Дочь лесника подошла и села на скамью рядом с Анвилом, который поспешил потесниться.
– Устал, небось, бедняжка, намаялся…
Она низко склонилась над ним, вглядываясь в покрасневшие глаза сыщика. Он чувствовал на своем лице ее горячее дыхание и прядь волос, упавших ему на лоб, и рассеяно кивал, отвечая на ее вопросы. Слегка прохладными кончиками пальцев она коснулась синяка под глазом, но, увидев, что причиняет ему боль, отдернула руку, а затем легко провела пальцами по щеке и подбородку, заросшему трехдневной светлой щетиной. Дальше тонкие пальцы скользнули по шее, на миг задержавшись на сильно бьющейся сонной артерии, и, спустившись еще ниже, расстегнули воротник легкой куртки и принялись за завязки рубашки.
– Ты что? – испуганно прошептал Анвил. – Твой отец меня убьет.
– Не волнуйся, глупенький, он не проснется до самого утра.
Свободной рукой очаровательная девушка гладила его по голове, запустив пальцы в волосы. Анвил тоже прикоснулся к ней, но девушка мягко отстранила его руку. Расправившись с завязками, она откинула его плащ и расправила ворот рубашки, обнажив его грудь.
Внезапно девушка схватила Анвила за волосы на затылке и зажала ему рот с такой силой, что на его щеке, в которую впились ее ногти, выступила кровь. Когда она подняла голову, Анвил с ужасом увидел, как преобразилось ее лицо – кожа приобрела нездоровый землистый оттенок, щеки впали, резче выступили скулы, изменился даже изгиб бровей, придав лицу хищное выражение. Тонкие губы, растянувшись то ли в улыбке, то ли в оскале, обнажили нестройный ряд острых звериных клыков.
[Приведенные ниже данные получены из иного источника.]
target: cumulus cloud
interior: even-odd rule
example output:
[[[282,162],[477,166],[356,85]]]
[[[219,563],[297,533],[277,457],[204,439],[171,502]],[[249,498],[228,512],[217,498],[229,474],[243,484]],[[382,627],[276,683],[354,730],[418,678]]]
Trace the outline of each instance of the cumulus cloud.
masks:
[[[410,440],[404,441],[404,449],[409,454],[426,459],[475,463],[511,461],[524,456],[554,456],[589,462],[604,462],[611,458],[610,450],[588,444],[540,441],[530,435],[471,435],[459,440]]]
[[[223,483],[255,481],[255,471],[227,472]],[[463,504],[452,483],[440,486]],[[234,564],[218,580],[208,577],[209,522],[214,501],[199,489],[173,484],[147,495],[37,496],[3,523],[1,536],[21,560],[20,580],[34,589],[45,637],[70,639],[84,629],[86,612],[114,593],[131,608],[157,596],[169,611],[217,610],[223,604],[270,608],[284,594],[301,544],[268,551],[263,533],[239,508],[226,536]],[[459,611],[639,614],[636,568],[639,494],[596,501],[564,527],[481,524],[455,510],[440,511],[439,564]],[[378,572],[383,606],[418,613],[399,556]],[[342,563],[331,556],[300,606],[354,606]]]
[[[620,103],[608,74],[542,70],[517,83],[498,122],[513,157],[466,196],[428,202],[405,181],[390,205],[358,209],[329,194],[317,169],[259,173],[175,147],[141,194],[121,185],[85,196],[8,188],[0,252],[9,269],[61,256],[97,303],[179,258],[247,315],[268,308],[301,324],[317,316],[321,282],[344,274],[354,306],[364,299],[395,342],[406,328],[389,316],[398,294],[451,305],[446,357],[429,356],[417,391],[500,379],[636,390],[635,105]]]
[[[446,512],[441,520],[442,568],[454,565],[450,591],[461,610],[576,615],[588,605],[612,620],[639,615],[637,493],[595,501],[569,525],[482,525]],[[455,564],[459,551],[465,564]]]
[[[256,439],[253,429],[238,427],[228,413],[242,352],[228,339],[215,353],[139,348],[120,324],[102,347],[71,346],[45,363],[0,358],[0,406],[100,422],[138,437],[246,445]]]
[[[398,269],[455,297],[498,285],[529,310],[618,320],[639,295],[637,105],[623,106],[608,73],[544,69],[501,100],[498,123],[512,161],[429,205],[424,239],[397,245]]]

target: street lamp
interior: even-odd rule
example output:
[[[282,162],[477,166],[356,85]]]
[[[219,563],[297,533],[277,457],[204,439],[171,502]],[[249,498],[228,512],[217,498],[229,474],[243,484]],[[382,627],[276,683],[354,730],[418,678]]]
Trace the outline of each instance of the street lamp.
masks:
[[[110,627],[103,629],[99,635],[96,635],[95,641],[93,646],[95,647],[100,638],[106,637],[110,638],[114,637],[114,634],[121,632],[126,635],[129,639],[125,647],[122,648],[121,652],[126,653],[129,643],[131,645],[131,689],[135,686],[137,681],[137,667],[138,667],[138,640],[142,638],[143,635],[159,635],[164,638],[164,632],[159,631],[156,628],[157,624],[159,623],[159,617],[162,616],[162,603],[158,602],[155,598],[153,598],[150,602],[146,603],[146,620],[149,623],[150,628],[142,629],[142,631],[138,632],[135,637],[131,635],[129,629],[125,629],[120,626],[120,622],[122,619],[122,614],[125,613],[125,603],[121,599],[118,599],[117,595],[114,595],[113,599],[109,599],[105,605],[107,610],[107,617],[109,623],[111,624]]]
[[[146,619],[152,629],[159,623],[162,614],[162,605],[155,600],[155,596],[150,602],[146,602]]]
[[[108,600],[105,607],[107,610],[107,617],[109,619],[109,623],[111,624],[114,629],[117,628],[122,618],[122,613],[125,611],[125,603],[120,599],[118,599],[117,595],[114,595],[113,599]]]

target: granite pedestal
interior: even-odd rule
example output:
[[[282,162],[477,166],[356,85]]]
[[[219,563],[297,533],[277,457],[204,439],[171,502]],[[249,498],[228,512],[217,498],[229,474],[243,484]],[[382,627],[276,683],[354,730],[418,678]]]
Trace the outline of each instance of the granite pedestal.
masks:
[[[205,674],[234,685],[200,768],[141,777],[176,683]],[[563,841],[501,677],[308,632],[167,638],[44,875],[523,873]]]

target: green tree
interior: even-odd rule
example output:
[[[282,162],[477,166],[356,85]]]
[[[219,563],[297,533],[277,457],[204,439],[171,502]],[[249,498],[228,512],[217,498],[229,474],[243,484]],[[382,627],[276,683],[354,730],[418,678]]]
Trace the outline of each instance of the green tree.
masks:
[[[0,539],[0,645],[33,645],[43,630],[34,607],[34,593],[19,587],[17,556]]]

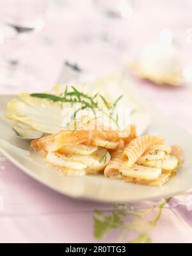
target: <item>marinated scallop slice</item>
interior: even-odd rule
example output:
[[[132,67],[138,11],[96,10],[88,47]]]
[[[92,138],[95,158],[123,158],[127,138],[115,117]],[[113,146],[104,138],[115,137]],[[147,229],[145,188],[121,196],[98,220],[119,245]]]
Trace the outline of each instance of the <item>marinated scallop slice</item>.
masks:
[[[170,147],[170,146],[169,146],[168,144],[159,144],[159,145],[153,146],[152,147],[151,147],[150,148],[150,150],[148,151],[150,152],[150,151],[153,151],[155,150],[164,151],[164,152],[167,153],[168,154],[169,154],[172,151],[172,148]],[[148,151],[147,153],[148,153]]]
[[[86,174],[85,169],[70,169],[66,167],[58,168],[58,171],[67,176],[83,176]]]
[[[109,141],[100,139],[95,139],[92,140],[92,145],[99,146],[109,149],[115,149],[118,147],[119,142],[116,141]]]
[[[164,151],[159,150],[150,150],[148,153],[145,153],[140,157],[137,160],[136,163],[138,164],[143,164],[145,162],[163,159],[164,156]]]
[[[179,160],[177,157],[169,155],[164,159],[145,162],[143,164],[145,166],[171,171],[177,168],[179,164]]]
[[[67,167],[70,169],[83,169],[87,166],[80,161],[75,160],[73,156],[67,156],[58,153],[49,152],[47,155],[46,162],[54,166]]]
[[[111,157],[106,149],[100,149],[90,155],[73,155],[74,161],[80,162],[86,165],[87,169],[96,171],[104,169],[109,163]]]
[[[98,149],[97,146],[88,146],[83,144],[67,145],[60,148],[58,152],[66,155],[92,155]]]
[[[127,177],[136,178],[141,180],[153,180],[157,179],[161,174],[161,169],[134,164],[130,168],[120,168],[120,173]]]
[[[177,157],[179,160],[179,164],[183,163],[184,158],[180,147],[178,145],[172,146],[171,154]]]
[[[161,144],[164,144],[163,136],[145,135],[132,139],[123,152],[126,167],[131,167],[147,150],[153,146]]]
Анвил метался, как раненый зверь, но никак не мог освободиться от смертельных объятий чудовища – его грудь она придавила коленом, одна рука несчастного была зажата между его собственным телом и стеной, вторая безвольно, как плеть, свисала со скамьи, царапая ногтями земляной пол. Сыщик застонал, но это не произвело никакого эффекта – дочка лесника лишь смотрела в его глаза, расширившиеся от ужаса, склонив голову на бок и словно упиваясь его страхом. Взглянув на него последний раз, она со смехом запрокинула голову Анвила назад и, прижавшись губами к дергающемуся кадыку, вдохнула теплый запах кожи молодого мужчины, а в следующий миг сомкнула зубы на его горле.
Анвил проснулся, резко сев на скамье и одновременно отбросив свой короткий плащ, который улетел во тьму, шумно хлопая полами. Сердце его неровно колотилось в груди, по спине струился холодный пот, на лбу выступила испарина. Испуганно оглянувшись, он не увидел никого и ничего – лучина не горела, комнату окутывал непроглядный мрак. Нервно ощупав щеку, он, естественно, не обнаружил на ней крови, куртка тоже была застегнута. Облегченно выдохнув, он снова откинулся на скамью.
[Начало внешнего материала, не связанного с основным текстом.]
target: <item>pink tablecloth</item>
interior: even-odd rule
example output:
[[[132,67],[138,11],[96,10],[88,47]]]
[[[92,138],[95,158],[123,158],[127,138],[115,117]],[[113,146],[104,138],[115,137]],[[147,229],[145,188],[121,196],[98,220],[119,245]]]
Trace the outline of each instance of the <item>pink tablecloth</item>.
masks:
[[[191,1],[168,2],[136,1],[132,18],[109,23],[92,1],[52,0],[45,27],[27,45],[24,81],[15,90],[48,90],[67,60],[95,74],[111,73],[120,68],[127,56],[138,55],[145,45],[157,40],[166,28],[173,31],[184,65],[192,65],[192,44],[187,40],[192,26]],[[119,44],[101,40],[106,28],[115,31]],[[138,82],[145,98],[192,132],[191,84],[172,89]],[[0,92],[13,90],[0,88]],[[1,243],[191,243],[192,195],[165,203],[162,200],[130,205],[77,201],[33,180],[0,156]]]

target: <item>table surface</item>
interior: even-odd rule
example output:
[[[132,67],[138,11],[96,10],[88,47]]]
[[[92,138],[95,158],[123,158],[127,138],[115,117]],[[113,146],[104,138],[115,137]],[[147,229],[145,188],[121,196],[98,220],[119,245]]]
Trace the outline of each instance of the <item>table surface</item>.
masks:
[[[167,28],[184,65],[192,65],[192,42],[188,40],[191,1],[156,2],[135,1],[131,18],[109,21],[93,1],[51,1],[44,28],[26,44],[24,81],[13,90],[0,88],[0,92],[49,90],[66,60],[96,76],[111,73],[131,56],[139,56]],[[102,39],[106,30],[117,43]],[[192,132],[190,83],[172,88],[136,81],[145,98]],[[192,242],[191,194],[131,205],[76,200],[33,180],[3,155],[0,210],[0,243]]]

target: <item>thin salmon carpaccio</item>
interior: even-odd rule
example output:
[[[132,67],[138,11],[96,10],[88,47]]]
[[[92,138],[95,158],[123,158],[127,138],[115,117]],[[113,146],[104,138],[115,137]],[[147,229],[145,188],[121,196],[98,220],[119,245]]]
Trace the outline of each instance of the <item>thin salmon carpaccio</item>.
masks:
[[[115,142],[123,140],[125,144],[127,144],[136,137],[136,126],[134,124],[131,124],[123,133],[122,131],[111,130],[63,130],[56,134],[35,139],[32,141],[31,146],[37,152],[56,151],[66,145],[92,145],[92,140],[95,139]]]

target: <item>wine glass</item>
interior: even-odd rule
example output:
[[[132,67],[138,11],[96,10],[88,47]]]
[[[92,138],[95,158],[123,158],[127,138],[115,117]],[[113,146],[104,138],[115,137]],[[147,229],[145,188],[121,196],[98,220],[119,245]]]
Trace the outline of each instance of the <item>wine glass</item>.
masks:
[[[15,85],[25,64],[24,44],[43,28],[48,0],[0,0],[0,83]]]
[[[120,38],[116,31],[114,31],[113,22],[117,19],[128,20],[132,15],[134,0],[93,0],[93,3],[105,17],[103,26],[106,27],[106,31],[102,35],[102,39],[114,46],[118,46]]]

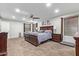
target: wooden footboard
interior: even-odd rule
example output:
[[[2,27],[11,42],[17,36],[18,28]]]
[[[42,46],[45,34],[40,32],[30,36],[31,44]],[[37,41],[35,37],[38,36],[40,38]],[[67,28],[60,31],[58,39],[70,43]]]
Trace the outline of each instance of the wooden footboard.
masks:
[[[25,40],[28,41],[29,43],[31,43],[35,46],[39,45],[37,36],[30,35],[30,34],[25,34],[24,37],[25,37]]]

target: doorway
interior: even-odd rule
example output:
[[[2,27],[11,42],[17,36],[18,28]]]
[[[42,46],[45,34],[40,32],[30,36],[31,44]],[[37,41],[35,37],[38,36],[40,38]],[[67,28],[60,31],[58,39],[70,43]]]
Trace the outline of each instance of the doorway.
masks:
[[[78,16],[70,16],[63,18],[63,42],[67,44],[75,44],[73,38],[78,31]]]

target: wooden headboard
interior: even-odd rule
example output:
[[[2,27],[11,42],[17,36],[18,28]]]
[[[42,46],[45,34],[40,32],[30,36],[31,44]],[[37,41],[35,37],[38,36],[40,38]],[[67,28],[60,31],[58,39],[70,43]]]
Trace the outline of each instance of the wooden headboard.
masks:
[[[51,30],[53,35],[53,26],[41,26],[40,30]]]

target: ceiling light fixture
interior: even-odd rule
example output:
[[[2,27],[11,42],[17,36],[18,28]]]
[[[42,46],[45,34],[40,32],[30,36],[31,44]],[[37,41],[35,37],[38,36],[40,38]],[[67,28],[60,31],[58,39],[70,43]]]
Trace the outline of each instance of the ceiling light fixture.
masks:
[[[55,12],[55,13],[58,13],[58,12],[59,12],[59,9],[55,9],[54,12]]]
[[[51,3],[47,3],[46,6],[47,6],[47,7],[50,7],[50,6],[51,6]]]
[[[15,16],[12,16],[12,18],[15,19],[16,17]]]
[[[19,8],[16,8],[15,11],[19,13],[20,12],[20,9]]]

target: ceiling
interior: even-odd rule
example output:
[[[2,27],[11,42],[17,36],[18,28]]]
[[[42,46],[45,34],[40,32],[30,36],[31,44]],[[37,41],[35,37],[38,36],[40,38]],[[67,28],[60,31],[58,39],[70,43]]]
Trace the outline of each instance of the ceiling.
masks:
[[[16,13],[15,8],[19,8],[21,12]],[[55,9],[59,9],[59,13],[55,13]],[[46,7],[46,3],[0,3],[0,15],[8,19],[12,19],[12,16],[15,16],[18,21],[31,14],[47,20],[78,11],[79,3],[52,3],[50,7]]]

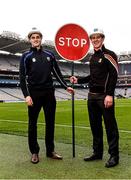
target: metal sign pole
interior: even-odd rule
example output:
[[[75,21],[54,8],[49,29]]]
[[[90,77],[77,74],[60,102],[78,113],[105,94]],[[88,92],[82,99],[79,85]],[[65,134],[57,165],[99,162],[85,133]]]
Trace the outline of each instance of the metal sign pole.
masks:
[[[74,76],[74,62],[72,62],[71,76]],[[72,83],[74,88],[74,83]],[[72,94],[72,155],[75,157],[75,113],[74,113],[74,94]]]

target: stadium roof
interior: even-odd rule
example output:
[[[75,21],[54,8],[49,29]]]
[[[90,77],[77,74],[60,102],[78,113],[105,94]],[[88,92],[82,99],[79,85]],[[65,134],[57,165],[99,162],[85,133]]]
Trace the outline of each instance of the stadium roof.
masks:
[[[53,46],[53,42],[45,41],[43,46]],[[3,31],[0,34],[0,51],[6,51],[12,54],[23,53],[30,48],[30,43],[27,39],[20,38],[20,35],[10,32]]]

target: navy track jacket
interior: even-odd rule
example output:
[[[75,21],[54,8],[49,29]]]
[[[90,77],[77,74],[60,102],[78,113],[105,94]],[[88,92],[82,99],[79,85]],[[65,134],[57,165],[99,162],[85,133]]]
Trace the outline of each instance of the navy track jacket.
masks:
[[[53,89],[52,73],[62,85],[67,88],[61,71],[52,52],[36,48],[30,48],[20,60],[20,86],[24,97],[30,95],[29,89],[44,90]]]

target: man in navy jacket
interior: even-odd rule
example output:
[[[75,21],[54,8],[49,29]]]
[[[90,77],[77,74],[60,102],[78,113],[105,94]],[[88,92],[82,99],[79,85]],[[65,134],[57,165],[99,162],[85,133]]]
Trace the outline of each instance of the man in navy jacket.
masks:
[[[40,147],[37,142],[37,119],[42,107],[46,122],[46,156],[53,159],[62,159],[62,156],[54,151],[56,99],[52,73],[69,93],[74,93],[74,90],[68,87],[64,81],[54,54],[43,50],[41,46],[42,33],[37,29],[32,29],[28,34],[28,39],[31,48],[21,57],[20,85],[28,105],[28,143],[32,154],[31,162],[39,162]]]

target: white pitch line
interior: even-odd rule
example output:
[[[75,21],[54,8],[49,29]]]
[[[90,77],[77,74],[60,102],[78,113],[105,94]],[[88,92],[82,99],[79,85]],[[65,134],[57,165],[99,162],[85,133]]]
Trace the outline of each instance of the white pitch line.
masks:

Этот кошмар был его бичом уже несколько лет, он преследовал Анвила после истории, действительно произошедшей с ним на заре его профессиональной деятельности. Тогда он тоже заночевал у егеря, и ночью к нему явилась девица, которая представилась дочерью хозяина дома. На самом же деле это было чудовище, которое в народе именуют поедательницей – вопреки распространенному мнению, оно нападает не только на молодых мужчин, но и на все, что можно съесть, и, как правило, пожирает лишь небольшую часть тела, после чего идет на поиски новой жертвы. Эти существа опасны тем, что пока они не приступят непосредственно к трапезе, их практически невозможно отличить от человеческих женщин. В прошлый раз Анвила спасло только то, что егерь проснулся, когда сыщик неистово заорал от того, что Поедательница вонзила зубы ему в плечо. Тогда хозяин дома точным ударом тяжелого молотка, подвернувшегося под руку, расшиб голову чудовищу, спасая юного сыщика от долгой и мучительной смерти. Впрочем шрам, оставшийся на память от этого приключения, до сих пор красовался на плече Анвила.
Больше Анвил заснуть не мог – мысль об этом кошмаре не отпускала его, ему казалось, что ужасная поедательница на самом деле просто прячется в глубине комнаты, ожидая, пока он расслабится и потеряет бдительность, чтобы довершить начатое. Конечно, он понимал, что это всего лишь дурной сон, но все же решил, что не помешает проверить дом на наличие чудищ. Нащупав под рубашкой амулет от всякой нечисти, который он по случаю приобрел у одной саметтардской торговки, он смело двинулся впотьмах навстречу неизвестности.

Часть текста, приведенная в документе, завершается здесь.